EPhEP, lundi 6 octobre 2014
L’autre et L’Autre
…………. la parole nous vient de l’autre, et nous adressons en retour à l’autre. De quoi s’agit il ? Entrons un peu dans la difficulté. Il est temps maintenant d’aborder ce point que je fais exprès de ne pas vous donner tout de suite, parce que je voudrais tacher d’éviter que nous prenions trop facilement pour allant de soi des distinctions qui ont pu être faites par d’autres, notamment par Freud ou par Lacan, ou par d’autres psychanalystes, que nous les prenions comme allant de soi et qu’on se repose là dessus comme si c’était des évidences. Je pense en particulier à la distinction entre l’autre écrit avec un petit a, l’autre comme le semblable, par ex., et l’Autre que Lacan écrit avec un A. Je vais vous amener ça maintenant, mais je vais essayer de le faire de façon à ce que ce ne soit justement pas trop schématique, mais vous allez voir que cette distinction entre l’autre écrit avec a et l’Autre écrit avec un grand A, tel que l’apporte Lacan, elle est précieuse.
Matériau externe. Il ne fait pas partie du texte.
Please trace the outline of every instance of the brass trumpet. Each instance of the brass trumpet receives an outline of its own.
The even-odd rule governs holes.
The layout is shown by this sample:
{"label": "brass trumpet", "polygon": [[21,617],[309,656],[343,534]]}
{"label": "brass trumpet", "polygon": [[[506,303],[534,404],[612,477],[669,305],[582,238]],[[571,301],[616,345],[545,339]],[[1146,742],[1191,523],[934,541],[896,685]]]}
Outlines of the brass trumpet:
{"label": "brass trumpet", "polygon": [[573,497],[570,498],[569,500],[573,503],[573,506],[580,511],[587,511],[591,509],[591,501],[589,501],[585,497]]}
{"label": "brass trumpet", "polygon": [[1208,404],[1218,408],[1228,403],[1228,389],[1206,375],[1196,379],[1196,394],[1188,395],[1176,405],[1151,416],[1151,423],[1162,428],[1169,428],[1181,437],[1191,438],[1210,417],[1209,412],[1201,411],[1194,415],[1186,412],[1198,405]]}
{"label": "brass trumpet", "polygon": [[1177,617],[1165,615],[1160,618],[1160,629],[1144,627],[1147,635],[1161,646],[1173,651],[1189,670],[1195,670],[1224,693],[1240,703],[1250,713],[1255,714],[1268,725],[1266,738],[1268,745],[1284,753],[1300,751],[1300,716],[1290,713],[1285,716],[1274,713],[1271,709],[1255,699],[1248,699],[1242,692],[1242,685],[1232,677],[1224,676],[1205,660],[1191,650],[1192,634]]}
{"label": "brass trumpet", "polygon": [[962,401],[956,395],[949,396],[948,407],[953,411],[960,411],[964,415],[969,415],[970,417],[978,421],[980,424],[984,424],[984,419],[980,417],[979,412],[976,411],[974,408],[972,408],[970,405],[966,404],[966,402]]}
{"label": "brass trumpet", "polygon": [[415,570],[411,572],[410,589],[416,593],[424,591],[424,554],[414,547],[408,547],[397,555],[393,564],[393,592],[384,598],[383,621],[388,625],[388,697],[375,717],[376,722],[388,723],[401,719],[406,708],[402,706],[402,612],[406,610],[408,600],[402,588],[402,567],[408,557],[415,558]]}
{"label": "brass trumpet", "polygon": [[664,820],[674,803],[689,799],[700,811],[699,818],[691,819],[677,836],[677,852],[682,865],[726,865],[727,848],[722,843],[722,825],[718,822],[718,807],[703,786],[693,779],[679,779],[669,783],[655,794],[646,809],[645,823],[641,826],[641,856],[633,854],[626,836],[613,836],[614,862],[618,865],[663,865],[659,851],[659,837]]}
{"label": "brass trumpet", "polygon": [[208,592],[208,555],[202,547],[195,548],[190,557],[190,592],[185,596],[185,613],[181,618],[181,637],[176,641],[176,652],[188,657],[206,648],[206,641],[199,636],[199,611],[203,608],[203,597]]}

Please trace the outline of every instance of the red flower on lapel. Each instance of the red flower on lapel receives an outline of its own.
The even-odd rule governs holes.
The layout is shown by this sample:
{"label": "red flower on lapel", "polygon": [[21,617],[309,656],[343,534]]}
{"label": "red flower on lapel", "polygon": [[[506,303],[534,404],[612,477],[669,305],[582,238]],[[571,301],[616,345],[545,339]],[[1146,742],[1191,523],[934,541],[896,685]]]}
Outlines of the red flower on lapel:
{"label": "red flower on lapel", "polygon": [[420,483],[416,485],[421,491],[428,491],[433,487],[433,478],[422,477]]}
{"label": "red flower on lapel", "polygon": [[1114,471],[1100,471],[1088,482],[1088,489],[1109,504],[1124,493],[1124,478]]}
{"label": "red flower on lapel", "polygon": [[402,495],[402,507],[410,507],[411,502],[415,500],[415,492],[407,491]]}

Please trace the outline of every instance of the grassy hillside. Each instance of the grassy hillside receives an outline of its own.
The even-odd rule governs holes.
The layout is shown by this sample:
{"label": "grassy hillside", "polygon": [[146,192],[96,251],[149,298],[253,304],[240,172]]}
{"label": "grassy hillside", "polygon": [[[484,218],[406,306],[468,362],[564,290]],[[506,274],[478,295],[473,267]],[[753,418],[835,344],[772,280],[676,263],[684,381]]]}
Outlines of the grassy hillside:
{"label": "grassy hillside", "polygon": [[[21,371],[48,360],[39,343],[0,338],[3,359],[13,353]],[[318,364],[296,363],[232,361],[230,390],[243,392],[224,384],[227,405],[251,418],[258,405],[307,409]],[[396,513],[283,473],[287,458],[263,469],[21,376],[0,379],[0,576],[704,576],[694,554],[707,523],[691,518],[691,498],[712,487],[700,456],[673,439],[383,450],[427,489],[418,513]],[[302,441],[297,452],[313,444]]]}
Je vais partir là de la façon suivante pour avancer dans cette question de l’Autre, l’Autre à quoi ça renvoie. Nous pouvons dire que l’Autre, c’est ce qui reste en dehors ou bien même répugne à notre reconnaissance spontanée, ce que nous reconnaissons spontanément, et à ce que nous reconnaissons habituellement comme notre moi, ou comme la réalité. Dans les échanges et le commerce habituel des relations avec les autres, il est fréquent de constater la prévalence, dans les échanges ordinaires, dans la vie de tous les jours, d’une relation entre les sujets, qui est une relation de moi à un autre moi. Une relation entre semblables, c’est ce qui fait un peu l’ordinaire des relations sociales. Ce sont des échanges, je ne dis pas que nous échangeons toujours de cette façon là, je dis simplement qu’on observe dans la vie ordinaire, dans la vie sociale, ce type de relations là entre moi et puis un autre.
moi —————> autre (moi)
Mais un autre qui est en fait un autre moi, donc je peux écrire moi entre parenthèse, un autre que j’imagine comme moi, par ex. vous dites quelque chose à quelqu’un et puis vous ajoutez : tu vois ce que je veux dire ? Oui. Evidemment, quand les choses se passent ainsi, en général on ne le voit pas du tout, mais ce n’est pas grave, ça fonctionne comme ça.
- Ça va ?
- Ça va.
- Comment ça va ?
- Pas mal et toi ?
Cette sorte de ping-pong, qui fait facilement l’ordinaire de nos échanges. Ce que je suis en train de vous dire, c’est que l’Autre c’est ce qui reste en dehors de ce type d’échange, ou ce qui répugne à ce type d’échange.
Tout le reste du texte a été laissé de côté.